One of Britain’s biggest thinktanks has called for Individual Savings Accounts to be scrapped following an independent analysis.
The Institute for Public Policy Research says that ISAs have failed to encourage consumers to save because new research shows that more than half of the households in the UK have inadequate savings.
Figures from the body show that among low to middle income families around 50% have less than one month’s gross income in savings, while 44% of families who earn less than £200 a week have no form of savings. Although ISAs were first introduced in 1999 to encourage consumers to save, less than a third of families who earn below £600 a week own an ISA.
Following the Office for Budget Responsibility‘s forecast for a decline in savings, the thinktank suggests that a new form of “lifetime bonus saving accounts” should be introduced to replace ISAs.

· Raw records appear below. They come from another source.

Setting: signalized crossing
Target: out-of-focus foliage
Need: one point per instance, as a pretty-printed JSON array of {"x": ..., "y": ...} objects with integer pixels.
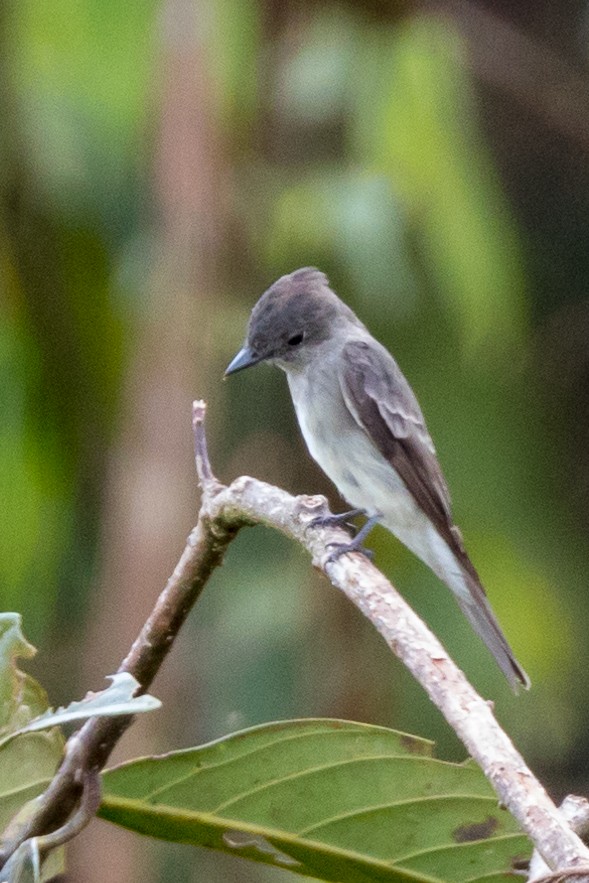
[
  {"x": 29, "y": 760},
  {"x": 160, "y": 164}
]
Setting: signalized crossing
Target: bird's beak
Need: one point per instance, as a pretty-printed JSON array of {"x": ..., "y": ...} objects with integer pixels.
[{"x": 245, "y": 358}]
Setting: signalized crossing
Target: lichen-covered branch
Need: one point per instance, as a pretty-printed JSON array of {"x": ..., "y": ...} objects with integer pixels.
[{"x": 247, "y": 501}]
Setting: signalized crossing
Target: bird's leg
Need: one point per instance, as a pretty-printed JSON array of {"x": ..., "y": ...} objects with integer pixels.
[
  {"x": 355, "y": 545},
  {"x": 335, "y": 520}
]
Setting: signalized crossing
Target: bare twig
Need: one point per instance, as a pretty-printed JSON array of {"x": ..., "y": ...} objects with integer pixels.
[
  {"x": 575, "y": 810},
  {"x": 248, "y": 501}
]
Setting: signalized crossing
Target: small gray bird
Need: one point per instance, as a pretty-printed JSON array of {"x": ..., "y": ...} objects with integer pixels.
[{"x": 364, "y": 427}]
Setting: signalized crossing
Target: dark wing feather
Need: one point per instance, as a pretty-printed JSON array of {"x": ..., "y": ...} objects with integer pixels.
[{"x": 384, "y": 405}]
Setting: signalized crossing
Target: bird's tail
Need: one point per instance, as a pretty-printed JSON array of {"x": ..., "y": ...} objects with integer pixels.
[
  {"x": 459, "y": 574},
  {"x": 477, "y": 610}
]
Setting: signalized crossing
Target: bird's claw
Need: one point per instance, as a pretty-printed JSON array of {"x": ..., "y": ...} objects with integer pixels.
[
  {"x": 340, "y": 549},
  {"x": 336, "y": 520}
]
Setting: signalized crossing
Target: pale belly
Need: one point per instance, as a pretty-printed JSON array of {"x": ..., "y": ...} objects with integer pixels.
[{"x": 347, "y": 455}]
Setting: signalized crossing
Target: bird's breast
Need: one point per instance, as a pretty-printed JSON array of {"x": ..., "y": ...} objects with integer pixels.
[{"x": 343, "y": 449}]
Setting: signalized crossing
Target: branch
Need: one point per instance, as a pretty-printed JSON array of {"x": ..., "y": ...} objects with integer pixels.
[
  {"x": 224, "y": 510},
  {"x": 468, "y": 714}
]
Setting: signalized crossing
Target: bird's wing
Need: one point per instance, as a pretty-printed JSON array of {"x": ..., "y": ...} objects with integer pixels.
[{"x": 383, "y": 404}]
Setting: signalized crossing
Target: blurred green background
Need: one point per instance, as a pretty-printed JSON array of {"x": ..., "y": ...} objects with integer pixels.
[{"x": 161, "y": 163}]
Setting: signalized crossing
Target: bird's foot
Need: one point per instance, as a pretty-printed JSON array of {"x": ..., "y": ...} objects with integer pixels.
[
  {"x": 354, "y": 545},
  {"x": 337, "y": 520}
]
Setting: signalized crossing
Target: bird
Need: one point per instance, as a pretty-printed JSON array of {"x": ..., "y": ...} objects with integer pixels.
[{"x": 363, "y": 425}]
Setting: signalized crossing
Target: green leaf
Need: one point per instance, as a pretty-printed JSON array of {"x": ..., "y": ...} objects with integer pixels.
[
  {"x": 116, "y": 700},
  {"x": 27, "y": 762},
  {"x": 329, "y": 799}
]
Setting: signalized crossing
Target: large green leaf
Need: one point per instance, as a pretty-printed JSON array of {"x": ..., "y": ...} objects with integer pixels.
[{"x": 330, "y": 799}]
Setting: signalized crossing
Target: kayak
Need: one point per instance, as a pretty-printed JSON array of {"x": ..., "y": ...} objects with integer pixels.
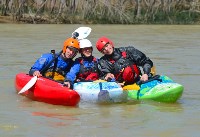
[
  {"x": 46, "y": 90},
  {"x": 159, "y": 88},
  {"x": 100, "y": 92}
]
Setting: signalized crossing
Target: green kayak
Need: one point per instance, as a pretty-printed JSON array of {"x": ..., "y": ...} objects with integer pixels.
[{"x": 158, "y": 88}]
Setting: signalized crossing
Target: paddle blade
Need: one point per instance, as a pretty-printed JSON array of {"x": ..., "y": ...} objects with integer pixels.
[
  {"x": 153, "y": 70},
  {"x": 28, "y": 85},
  {"x": 83, "y": 32}
]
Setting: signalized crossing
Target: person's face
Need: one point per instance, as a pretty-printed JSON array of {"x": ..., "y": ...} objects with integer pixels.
[
  {"x": 70, "y": 52},
  {"x": 107, "y": 49},
  {"x": 87, "y": 52}
]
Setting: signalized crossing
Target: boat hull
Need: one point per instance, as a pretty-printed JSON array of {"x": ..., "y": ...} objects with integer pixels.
[
  {"x": 100, "y": 92},
  {"x": 165, "y": 91},
  {"x": 46, "y": 90}
]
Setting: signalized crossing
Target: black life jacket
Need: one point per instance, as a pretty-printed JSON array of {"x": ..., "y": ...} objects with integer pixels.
[
  {"x": 86, "y": 71},
  {"x": 124, "y": 69}
]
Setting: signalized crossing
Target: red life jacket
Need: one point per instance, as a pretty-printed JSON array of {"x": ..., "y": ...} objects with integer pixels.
[
  {"x": 86, "y": 73},
  {"x": 125, "y": 70}
]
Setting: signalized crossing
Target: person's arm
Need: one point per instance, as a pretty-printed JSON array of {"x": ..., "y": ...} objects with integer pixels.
[
  {"x": 141, "y": 60},
  {"x": 105, "y": 70},
  {"x": 39, "y": 64},
  {"x": 71, "y": 75}
]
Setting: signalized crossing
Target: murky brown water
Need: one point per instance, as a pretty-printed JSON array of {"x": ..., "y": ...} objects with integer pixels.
[{"x": 174, "y": 50}]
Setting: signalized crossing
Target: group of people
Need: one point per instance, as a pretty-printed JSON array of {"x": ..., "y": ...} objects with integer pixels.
[{"x": 117, "y": 64}]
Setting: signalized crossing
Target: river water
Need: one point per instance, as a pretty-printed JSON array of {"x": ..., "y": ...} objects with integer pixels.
[{"x": 174, "y": 50}]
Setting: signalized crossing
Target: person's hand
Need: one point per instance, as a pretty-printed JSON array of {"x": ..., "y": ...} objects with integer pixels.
[
  {"x": 67, "y": 84},
  {"x": 144, "y": 77},
  {"x": 37, "y": 73},
  {"x": 109, "y": 75}
]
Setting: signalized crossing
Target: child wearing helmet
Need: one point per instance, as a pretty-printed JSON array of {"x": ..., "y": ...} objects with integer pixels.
[
  {"x": 56, "y": 65},
  {"x": 122, "y": 63},
  {"x": 85, "y": 68}
]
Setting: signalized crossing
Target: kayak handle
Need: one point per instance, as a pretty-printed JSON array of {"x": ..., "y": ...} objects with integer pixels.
[{"x": 156, "y": 77}]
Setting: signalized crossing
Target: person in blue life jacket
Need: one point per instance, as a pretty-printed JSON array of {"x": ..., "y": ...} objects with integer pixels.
[
  {"x": 57, "y": 65},
  {"x": 85, "y": 67},
  {"x": 122, "y": 64}
]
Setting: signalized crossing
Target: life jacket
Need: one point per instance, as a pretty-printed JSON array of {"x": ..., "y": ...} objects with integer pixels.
[
  {"x": 88, "y": 73},
  {"x": 124, "y": 69},
  {"x": 56, "y": 73}
]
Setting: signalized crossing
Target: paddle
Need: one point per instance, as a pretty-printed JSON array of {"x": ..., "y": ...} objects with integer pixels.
[
  {"x": 80, "y": 33},
  {"x": 135, "y": 85}
]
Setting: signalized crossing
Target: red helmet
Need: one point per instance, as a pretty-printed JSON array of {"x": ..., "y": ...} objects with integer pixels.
[{"x": 101, "y": 42}]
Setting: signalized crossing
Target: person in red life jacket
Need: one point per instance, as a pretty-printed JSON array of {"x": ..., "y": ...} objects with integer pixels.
[
  {"x": 85, "y": 67},
  {"x": 122, "y": 63},
  {"x": 56, "y": 66}
]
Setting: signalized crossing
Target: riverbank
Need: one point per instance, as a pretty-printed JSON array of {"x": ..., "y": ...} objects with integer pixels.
[{"x": 6, "y": 19}]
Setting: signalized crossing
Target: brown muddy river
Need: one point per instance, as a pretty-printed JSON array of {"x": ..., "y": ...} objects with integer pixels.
[{"x": 174, "y": 50}]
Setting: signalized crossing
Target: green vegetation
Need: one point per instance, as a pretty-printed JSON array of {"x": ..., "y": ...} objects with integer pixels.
[{"x": 102, "y": 11}]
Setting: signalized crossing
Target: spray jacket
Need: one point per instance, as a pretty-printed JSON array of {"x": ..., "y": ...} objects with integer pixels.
[
  {"x": 56, "y": 70},
  {"x": 124, "y": 63},
  {"x": 84, "y": 69}
]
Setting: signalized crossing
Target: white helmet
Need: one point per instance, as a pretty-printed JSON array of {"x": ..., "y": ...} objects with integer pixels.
[{"x": 85, "y": 43}]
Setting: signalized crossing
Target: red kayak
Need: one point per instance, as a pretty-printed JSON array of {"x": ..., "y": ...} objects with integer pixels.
[{"x": 46, "y": 90}]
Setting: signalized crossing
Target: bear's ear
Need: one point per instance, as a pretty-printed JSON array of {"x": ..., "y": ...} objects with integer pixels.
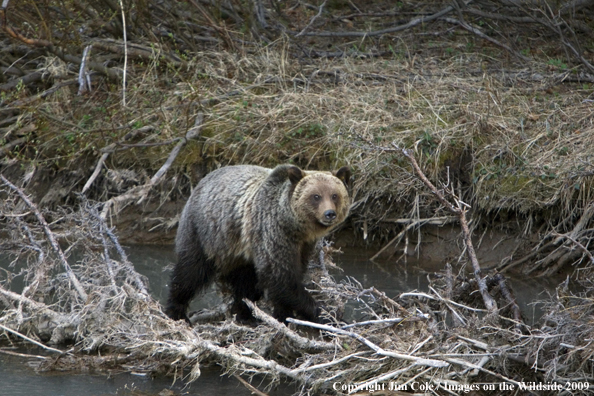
[
  {"x": 344, "y": 174},
  {"x": 283, "y": 172},
  {"x": 295, "y": 174}
]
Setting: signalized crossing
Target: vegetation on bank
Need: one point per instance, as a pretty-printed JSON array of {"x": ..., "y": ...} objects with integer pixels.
[{"x": 503, "y": 103}]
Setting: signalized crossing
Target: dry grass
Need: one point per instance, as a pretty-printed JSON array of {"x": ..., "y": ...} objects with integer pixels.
[{"x": 442, "y": 337}]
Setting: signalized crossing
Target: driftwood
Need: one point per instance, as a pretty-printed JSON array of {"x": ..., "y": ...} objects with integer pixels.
[
  {"x": 404, "y": 340},
  {"x": 459, "y": 209},
  {"x": 140, "y": 192}
]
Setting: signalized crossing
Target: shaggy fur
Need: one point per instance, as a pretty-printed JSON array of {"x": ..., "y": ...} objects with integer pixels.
[{"x": 254, "y": 229}]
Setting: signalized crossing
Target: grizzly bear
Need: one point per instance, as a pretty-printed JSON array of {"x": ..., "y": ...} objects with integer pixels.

“Our research shows that people on low to middle incomes want simple savings accounts with few terms and conditions, little in the way of small print and paying an easily understandable reward,” commented IPPR director Nick Pearce.
“The current tax relief given to higher-income earners could be withdrawn without reducing their propensity to save. Instead, these funds could be used to increase saving by low to middle-income families and boost aggregate saving to improve the UK’s saving ratio at no extra cost to the government.”
According to the body, the new “lifetime bonus savings account” would offer a bonus on a sliding scale, starting at £1 for every £10 deposited for the first £1000, however the amount would be capped once £3000 is saved.